Os primeiros passos nessa direção já foram dados. Em 2012, o órgão regulador dos Estados Unidos, o FDA, aprovou um sensor criado pela empresa Proteus Digital Health que avalia como está sendo feita a digestão. O aparelho, colocado dentro de uma pílula, coleta dados sobre o tempo de digestão de uma droga e os repassa por impulsos elétricos. Esses dados, junto com informações sobre batimento cardíaco e sobre a movimentação durante o sono, são transmitidos a paciente e médico. Isso permite saber como a pessoa reage ao tratamento e pode ajudar a detectar emergências como um derrame.
Outro mecanismo aprovado recentemente, em 2013, é o Argus, a primeira prótese ocular liberada pelo FDA. Ele consiste num chip com eletrodos implantado no fundo do olho, que converte imagens de uma microcâmera instalada nos óculos em pulsos elétricos. Os pulsos, enviados a células da retina, produzem imagens para pessoas que perderam a visão. O “olho biônico” é usado em pacientes com retinite pigmentosa, doença que causa degeneração da retina e afeta seriamente a visão de cerca de 1,5 milhão de pessoas no mundo. Apesar de não restaurar por completo a visão, ajuda cegos a voltar a enxergar movimentos, objetos e até a ler.
Todos esses aparelhos implantáveis são descendentes diretos do marca-passo, usado com sucesso pela primeira vez na Suécia, em 1958. A diferença é que hoje eles atingem formas que permitem um nível inédito de integração com o corpo, possibilitando mais funções. Mas alguns obstáculos permanecem. “Os principais desafios são a compatibilidade, de modo que o corpo não rejeite o implante, e a falta de clareza dos efeitos a longo prazo”, diz Zhenan Bao, especialista em ciência dos materiais da Universidade de Stanford. Materiais como silício ou ouro podem causar reações, como inflamações, cápsulas fibrosas e calcificação ao redor do implante. “Afeta não só o corpo, mas também o funcionamento do dispositivo e a precisão da leitura das informações”, diz o engenheiro Christopher Bettinger, da Universidade Carnegie Mellon.
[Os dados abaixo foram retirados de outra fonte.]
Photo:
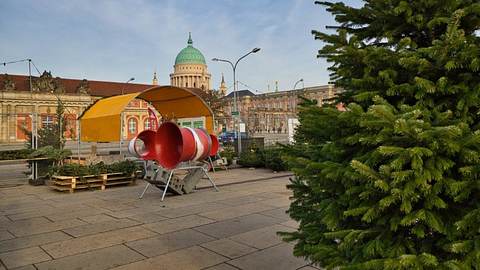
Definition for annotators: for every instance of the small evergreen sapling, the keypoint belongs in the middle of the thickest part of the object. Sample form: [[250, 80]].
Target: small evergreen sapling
[[393, 182]]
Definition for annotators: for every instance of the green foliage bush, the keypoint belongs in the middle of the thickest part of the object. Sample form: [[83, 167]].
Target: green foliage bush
[[228, 153], [273, 158], [269, 157], [15, 154], [252, 157], [393, 182]]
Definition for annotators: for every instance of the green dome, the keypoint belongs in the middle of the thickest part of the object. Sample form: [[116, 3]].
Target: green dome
[[190, 55]]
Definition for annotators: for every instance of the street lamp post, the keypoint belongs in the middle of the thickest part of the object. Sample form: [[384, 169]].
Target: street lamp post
[[299, 81], [235, 105], [121, 118]]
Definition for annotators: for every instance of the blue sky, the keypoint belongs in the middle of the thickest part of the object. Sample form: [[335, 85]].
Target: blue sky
[[116, 40]]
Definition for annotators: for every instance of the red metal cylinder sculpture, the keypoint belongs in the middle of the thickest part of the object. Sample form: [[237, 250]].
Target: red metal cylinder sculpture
[[171, 144]]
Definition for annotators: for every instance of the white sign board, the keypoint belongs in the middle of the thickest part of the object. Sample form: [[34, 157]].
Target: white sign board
[[292, 126], [242, 127]]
Se essas barreiras forem ultrapassadas, a perspectiva é de, no futuro, não apenas oferecer melhores tratamentos, mas também incrementar algumas habilidades do nosso corpo. Mas olhos biônicos que dão zoom, nanodispositivos que aumentam a concentração ou melhoram o desempenho físico devem ficar para depois que tivermos implantes em tempo real nos examinando ou liberando medicamentos em nosso sangue.